Josie Cardamone, mother of three boys in SBS reality series the family, was worried that allowing cameras to film her family 24 / 7 might lead to a new version of Sylvania Waters.
That 1990s series turned Noeline Donaher into a household name, and not always for the right reason.
But Josie and husband Angelo agreed to the concept after building up a level of trust with producers from Shine Australia.
“That’s when we thought of Sylvania Waters and thought ‘Oh my God.’ And they said ‘No we want a nice clean, family life. Not negativity,” she says.
“We didn’t want any negativity to make us look awful, if that makes any sense.
“Because we built a rapport with them we trusted them and went with it.”
The Melbourne family was put forward for consideration by eldest son, David.
Together with sons Stefan and Adrian, they have opened up their lives to the fly-on-the-wall series for SBS. The UK series on which it is based attracted considerable media with the frequently-amusing antics of an Indian-UK clan.

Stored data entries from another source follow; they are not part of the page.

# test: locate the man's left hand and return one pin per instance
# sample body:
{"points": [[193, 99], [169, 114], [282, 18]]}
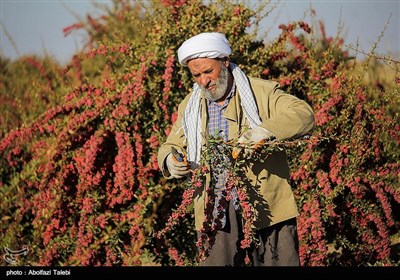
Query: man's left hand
{"points": [[252, 137]]}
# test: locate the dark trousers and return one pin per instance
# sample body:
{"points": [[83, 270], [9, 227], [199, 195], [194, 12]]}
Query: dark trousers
{"points": [[278, 245]]}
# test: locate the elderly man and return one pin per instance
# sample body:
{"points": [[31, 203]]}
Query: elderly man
{"points": [[249, 109]]}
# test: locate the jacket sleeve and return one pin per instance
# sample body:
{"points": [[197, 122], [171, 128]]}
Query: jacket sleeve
{"points": [[175, 138], [285, 115]]}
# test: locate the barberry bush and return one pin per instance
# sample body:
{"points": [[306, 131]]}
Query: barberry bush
{"points": [[80, 184]]}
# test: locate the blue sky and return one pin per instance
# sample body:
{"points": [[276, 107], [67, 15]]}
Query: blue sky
{"points": [[35, 26]]}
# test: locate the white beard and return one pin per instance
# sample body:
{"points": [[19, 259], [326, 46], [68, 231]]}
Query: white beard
{"points": [[221, 86]]}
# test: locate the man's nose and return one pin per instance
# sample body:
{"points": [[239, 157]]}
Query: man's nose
{"points": [[204, 80]]}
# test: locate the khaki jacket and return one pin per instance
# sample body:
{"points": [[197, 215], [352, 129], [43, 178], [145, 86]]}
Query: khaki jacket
{"points": [[286, 116]]}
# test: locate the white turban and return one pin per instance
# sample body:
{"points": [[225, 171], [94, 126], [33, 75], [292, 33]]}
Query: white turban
{"points": [[211, 45]]}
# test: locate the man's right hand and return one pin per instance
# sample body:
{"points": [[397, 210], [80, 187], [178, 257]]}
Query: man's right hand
{"points": [[177, 169]]}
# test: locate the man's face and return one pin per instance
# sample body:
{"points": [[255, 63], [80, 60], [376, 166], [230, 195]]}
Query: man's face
{"points": [[211, 75]]}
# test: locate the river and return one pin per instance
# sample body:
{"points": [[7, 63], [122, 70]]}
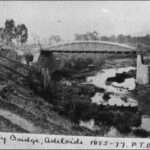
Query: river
{"points": [[116, 93]]}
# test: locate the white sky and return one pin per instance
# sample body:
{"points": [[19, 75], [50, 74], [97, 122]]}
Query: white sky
{"points": [[68, 17]]}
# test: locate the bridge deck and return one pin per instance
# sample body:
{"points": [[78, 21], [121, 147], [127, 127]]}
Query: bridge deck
{"points": [[87, 51]]}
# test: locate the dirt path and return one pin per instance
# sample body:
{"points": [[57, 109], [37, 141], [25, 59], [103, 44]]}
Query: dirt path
{"points": [[17, 120]]}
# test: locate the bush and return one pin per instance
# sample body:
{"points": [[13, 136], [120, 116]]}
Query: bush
{"points": [[124, 129], [28, 57], [140, 133]]}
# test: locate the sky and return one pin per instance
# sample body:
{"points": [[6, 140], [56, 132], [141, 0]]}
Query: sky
{"points": [[46, 18]]}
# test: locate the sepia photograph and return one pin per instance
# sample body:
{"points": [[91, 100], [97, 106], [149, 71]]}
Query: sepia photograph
{"points": [[75, 68]]}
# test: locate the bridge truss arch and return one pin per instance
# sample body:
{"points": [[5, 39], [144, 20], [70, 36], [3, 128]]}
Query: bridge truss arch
{"points": [[90, 47]]}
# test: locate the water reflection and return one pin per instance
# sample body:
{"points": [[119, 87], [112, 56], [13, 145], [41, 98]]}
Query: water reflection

The Australian series is decidedly low-key by comparison, leaving some critics to label it as too dull. Should it have been more like Sylvania Waters after all?
Yet the aim was not to sensationalise the Cardamones, but show what makes an ordinary family of Italian-Aussies tick.
There are three generations showcased in the series, the boys, their parents and two “nonnas” –who add a traditional element to the more modern lifestyles embraced by the boys.
“We keep asking ‘What’s so interesting about is? Why would people want to watch us? We’re just an everyday family with a bit of an Italian influence in it,” says Cardamone.
“I asked David ‘Why do you want to go through this type of thing, what are you getting us into now?’ And he said, ‘I’m proud of our family, and proud of being Italian.’
“So when Angelo and I heard that we didn’t want to discourage that. We thought we’d give it a whirl and have a bit of fun.”
The show was filmed predominantly by a fixed rig of installed remote cameras.
“(Youngest son) Adrian just loved the cameras. They became his little mate, in his room,” she recalls.
“I’d go to work, the gym and go for a walk, but the microphones were a bit of a menace, always having to put them on and switching batteries. I’d never make an actress.”
Aside from bathrooms and toilets, few areas were considered out of bounds to cameras. Bedrooms had a voluntary “kill-switch” for intimate moments. A crew occasionally filmed backyard scenes that were less accessible.
Episodes packaged for SBS are linked by themes, such as the subject of sex, study, or planning a surprise party.
“We had issues with Stefan, and with David with the girlfriend sleeping over, but they’re issues everyone has. It’s how you deal with it. I’ve got friends who say ‘I don’t know how you do it’ because, they’re not allowed to sleep together in our house. But we just do,” she says.
After three months of being monitored, Josie admits she got so used to the experiment that it had a surprising effect on her.
“People asked us, ‘How did you feel when the cameras were gone?” and we actually missed them. We missed the crew,” she says.
“But we just always kept saying ‘Why would you want to film us?”
the family airs 8:30pm Thursdays on SBS ONE.